5. Best-of-Suite vs Best-of-Breed: Die falsche Debatte (wenn Orchestrierung fehlt)
Viele Diskussionen drehen sich darum, ob eine Suite „alles aus einer Hand“ oder Best-of-Breed „das Beste je Baustein“ ist. Die Wahrheit: Beide Ansätze können funktionieren – und beide können scheitern.
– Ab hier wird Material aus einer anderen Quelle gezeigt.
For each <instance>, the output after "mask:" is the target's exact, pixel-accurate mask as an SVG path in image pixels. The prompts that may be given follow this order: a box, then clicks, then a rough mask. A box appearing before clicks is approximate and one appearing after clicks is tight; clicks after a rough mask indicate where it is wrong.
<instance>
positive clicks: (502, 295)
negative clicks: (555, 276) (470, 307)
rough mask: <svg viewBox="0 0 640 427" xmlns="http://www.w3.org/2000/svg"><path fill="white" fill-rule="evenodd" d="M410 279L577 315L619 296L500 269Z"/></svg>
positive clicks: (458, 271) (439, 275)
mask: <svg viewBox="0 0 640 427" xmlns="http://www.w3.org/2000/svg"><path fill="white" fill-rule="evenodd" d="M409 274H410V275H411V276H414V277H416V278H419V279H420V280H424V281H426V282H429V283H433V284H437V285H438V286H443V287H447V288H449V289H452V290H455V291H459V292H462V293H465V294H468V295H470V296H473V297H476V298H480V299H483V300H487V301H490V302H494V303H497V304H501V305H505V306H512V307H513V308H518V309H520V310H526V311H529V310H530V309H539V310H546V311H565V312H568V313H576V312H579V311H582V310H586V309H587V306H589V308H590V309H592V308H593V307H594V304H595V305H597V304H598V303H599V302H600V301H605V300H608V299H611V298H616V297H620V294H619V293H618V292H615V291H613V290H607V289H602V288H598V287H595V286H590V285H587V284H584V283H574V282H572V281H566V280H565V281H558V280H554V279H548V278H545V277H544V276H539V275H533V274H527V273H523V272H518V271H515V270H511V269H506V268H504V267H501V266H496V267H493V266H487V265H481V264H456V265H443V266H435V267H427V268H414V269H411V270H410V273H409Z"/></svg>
Der Unterschied liegt nicht im Label, sondern in der Orchestrierung:
- In einer Suite scheitert man, wenn man glaubt, Suite = automatisch integriert.
- In Best-of-Breed scheitert man, wenn man Integration als Nebenprojekt behandelt.
Wer Orchestrierung als Kernkompetenz versteht, kann beide Modelle sinnvoll einsetzen – und sogar hybrid kombinieren.
6. Woran man erkennt, ob die eigene Architektur „orchestrierbar“ ist
Ein pragmatischer Selbstcheck besteht aus Fragen wie:
- Können wir einen Vorgang über Kanalwechsel hinweg eindeutig wiederfinden?
- Ist Kontext für Mensch und KI gleichermaßen verfügbar?
- Gibt es definierte Actions (APIs/Workflows), oder nur manuelle Klickpfade?
- Haben wir klare Ownership für Journeys/Workflows (nicht nur für Kanäle)?
- Können wir messen, wo Journeys brechen und warum?
Wenn diese Fragen nicht sauber beantwortet sind, ist Orchestrierung kein „Nice-to-have“, sondern die Hausaufgabe vor Skalierung.
Fazit: Orchestrierung macht CX nicht nur besser, sondern billiger.
Orchestrierung ist einer dieser seltenen Hebel, die gleichzeitig drei Dinge verbessert:
- Customer Experience: weniger Brüche, weniger Wiederholung, schnellere Lösungen
- Efficiency: weniger Tool‑Wechsel, weniger Nacharbeit, klarere Prozesse
- Scalability: KI und Automationen lassen sich kontrolliert ausrollen, statt als Insellösungen zu enden
Oder in einem Satz: Features beeindrucken in der Demo. Orchestrierung gewinnt im Betrieb.